AIMS: Failure of vein graft conduits due to vein graft thickening, accelerated atherosclerosis, and subsequent plaque rupture is applicable to 50% of all vein grafts within 10 years. New potential therapeutic targets to treat vein graft disease may be found in components of the innate immune system, such as mast cells and complement factors, which are known to be involved in atherosclerosis and plaque destabilization. Interestingly, mast cells can be activated by complement factor C5a and, therefore, a direct role for C5a-mediated mast cell activation in vein graft disease is anticipated. We hypothesize that C5a-mediated mast cell activation is involved in the development and destabilization of vein graft lesions.

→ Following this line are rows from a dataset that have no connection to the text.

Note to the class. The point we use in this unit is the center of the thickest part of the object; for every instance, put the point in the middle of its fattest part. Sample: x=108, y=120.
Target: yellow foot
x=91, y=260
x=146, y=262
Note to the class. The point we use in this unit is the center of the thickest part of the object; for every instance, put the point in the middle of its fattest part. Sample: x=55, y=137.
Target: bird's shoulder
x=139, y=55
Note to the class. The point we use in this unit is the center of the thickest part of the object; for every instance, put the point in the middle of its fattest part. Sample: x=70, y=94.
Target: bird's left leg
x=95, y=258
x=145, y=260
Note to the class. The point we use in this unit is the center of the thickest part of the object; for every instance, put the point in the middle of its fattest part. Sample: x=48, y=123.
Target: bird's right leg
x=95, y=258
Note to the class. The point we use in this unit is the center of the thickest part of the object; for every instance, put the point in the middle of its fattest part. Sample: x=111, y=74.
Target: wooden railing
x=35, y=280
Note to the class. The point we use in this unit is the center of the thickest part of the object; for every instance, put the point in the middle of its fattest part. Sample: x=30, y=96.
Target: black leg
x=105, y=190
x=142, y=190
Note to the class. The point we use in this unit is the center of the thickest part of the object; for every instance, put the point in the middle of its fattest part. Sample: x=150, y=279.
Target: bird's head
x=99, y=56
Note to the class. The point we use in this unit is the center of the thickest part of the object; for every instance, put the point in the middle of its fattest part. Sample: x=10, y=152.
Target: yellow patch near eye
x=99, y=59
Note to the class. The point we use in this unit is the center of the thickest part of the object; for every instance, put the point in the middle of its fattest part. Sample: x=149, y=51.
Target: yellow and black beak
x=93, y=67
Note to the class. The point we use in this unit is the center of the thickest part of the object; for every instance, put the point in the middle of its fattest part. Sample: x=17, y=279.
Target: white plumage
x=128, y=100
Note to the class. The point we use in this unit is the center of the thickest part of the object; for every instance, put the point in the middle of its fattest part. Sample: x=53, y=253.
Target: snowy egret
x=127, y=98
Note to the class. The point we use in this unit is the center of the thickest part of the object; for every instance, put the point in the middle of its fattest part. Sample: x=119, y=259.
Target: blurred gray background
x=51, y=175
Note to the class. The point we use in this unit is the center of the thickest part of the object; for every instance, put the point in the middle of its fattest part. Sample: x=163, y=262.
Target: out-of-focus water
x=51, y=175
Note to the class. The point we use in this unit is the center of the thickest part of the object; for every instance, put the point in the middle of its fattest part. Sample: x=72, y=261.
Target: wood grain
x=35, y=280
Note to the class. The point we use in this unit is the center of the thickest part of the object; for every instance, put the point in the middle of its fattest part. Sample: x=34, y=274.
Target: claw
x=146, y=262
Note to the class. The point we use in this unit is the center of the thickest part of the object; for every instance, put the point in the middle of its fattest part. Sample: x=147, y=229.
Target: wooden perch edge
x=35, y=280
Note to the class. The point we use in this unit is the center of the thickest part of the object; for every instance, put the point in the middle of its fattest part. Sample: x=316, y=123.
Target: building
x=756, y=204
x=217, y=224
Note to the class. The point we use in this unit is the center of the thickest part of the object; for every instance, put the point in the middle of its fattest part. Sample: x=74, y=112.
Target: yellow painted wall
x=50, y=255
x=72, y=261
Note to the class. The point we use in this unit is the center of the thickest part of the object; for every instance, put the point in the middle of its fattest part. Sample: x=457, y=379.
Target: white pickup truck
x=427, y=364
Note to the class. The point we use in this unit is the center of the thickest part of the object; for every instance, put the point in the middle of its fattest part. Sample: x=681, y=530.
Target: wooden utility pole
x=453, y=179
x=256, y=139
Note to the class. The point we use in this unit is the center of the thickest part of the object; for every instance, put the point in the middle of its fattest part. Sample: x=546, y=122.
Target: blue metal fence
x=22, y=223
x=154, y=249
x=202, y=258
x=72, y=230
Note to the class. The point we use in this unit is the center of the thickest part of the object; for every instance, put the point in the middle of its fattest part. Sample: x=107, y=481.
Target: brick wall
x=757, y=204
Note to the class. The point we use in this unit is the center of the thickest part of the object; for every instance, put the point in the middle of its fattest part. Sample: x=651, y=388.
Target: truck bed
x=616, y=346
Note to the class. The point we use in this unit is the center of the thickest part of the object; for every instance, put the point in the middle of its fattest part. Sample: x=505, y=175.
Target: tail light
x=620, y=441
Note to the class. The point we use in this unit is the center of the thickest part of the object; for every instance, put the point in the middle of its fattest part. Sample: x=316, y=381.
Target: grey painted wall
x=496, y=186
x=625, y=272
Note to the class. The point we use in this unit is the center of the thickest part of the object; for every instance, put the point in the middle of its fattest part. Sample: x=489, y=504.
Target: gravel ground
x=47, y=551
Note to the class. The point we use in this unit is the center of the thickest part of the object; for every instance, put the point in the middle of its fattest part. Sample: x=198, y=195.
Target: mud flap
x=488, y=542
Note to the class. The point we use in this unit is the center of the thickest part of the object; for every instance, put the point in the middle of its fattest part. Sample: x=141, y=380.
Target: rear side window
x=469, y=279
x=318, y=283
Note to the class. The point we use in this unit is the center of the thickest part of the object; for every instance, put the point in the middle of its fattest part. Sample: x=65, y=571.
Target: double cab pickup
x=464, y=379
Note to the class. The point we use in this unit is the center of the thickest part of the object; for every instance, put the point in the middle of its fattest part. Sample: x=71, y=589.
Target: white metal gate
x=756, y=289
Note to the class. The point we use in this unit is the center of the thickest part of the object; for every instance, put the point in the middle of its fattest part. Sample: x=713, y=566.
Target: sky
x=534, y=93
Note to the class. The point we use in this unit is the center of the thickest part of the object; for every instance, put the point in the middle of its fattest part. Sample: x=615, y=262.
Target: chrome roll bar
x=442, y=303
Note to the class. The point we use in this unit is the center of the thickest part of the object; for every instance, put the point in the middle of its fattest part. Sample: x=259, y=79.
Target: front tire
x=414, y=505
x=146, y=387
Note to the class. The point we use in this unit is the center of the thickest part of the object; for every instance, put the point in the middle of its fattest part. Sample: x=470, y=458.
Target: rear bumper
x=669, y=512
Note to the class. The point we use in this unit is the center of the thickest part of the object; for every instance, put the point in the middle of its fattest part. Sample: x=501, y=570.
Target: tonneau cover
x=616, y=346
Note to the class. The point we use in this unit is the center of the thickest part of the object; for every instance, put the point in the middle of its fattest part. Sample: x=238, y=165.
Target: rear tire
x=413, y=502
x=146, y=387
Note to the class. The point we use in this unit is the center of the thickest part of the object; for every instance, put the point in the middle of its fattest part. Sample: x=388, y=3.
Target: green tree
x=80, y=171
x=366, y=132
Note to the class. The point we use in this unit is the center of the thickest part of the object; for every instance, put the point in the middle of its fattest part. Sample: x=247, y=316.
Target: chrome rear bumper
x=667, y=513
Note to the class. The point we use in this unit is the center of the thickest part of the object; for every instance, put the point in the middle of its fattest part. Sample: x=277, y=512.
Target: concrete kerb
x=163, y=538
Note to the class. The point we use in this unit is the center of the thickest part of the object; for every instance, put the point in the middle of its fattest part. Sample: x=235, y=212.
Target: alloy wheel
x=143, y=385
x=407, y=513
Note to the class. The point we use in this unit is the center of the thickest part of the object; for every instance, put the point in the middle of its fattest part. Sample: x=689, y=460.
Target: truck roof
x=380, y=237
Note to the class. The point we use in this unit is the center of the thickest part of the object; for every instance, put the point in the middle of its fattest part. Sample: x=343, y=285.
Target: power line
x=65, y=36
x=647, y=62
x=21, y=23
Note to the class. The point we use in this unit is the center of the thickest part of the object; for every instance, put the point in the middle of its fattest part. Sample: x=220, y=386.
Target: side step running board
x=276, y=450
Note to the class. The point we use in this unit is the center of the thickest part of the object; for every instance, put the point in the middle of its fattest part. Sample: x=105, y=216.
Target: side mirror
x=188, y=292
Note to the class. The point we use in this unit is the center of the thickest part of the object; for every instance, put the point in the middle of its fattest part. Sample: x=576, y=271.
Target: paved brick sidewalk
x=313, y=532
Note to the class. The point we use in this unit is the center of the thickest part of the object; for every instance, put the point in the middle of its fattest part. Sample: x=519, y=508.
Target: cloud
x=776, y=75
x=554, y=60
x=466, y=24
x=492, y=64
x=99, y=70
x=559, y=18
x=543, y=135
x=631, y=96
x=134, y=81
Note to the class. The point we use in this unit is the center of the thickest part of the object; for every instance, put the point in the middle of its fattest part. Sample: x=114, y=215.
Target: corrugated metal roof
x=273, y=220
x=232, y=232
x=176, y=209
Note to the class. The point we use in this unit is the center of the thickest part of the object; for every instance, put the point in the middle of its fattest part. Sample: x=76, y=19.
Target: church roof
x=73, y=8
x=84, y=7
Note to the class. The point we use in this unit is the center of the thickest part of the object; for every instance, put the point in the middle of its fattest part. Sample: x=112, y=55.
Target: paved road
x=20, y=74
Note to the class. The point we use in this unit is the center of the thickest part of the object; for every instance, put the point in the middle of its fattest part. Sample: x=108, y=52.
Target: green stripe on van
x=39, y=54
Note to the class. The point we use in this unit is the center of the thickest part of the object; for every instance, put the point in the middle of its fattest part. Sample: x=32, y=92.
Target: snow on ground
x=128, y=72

METHODS AND RESULTS: Mast cells accumulated in time in murine vein graft lesions, and C5a and C5a-receptor (CD88) expression was up-regulated during vein graft disease in apolipoprotein E-deficient mice. Mast cell activation with dinitrophenyl resulted in a profound increase in vein graft thickening and in the number of plaque disruptions. C5a application enhanced vein graft lesion formation, while treatment with a C5a-receptor antagonist resulted in decreased vein graft disease. C5a most likely exerts its function via mast cell activation since the mast cell inhibitor cromolyn totally blocked C5a-enhanced vein graft disease.
CONCLUSION: These data provide evidence that complement factor C5a-induced mast cell activation is highly involved in vein graft disease, which identifies new targets to prevent vein graft disease.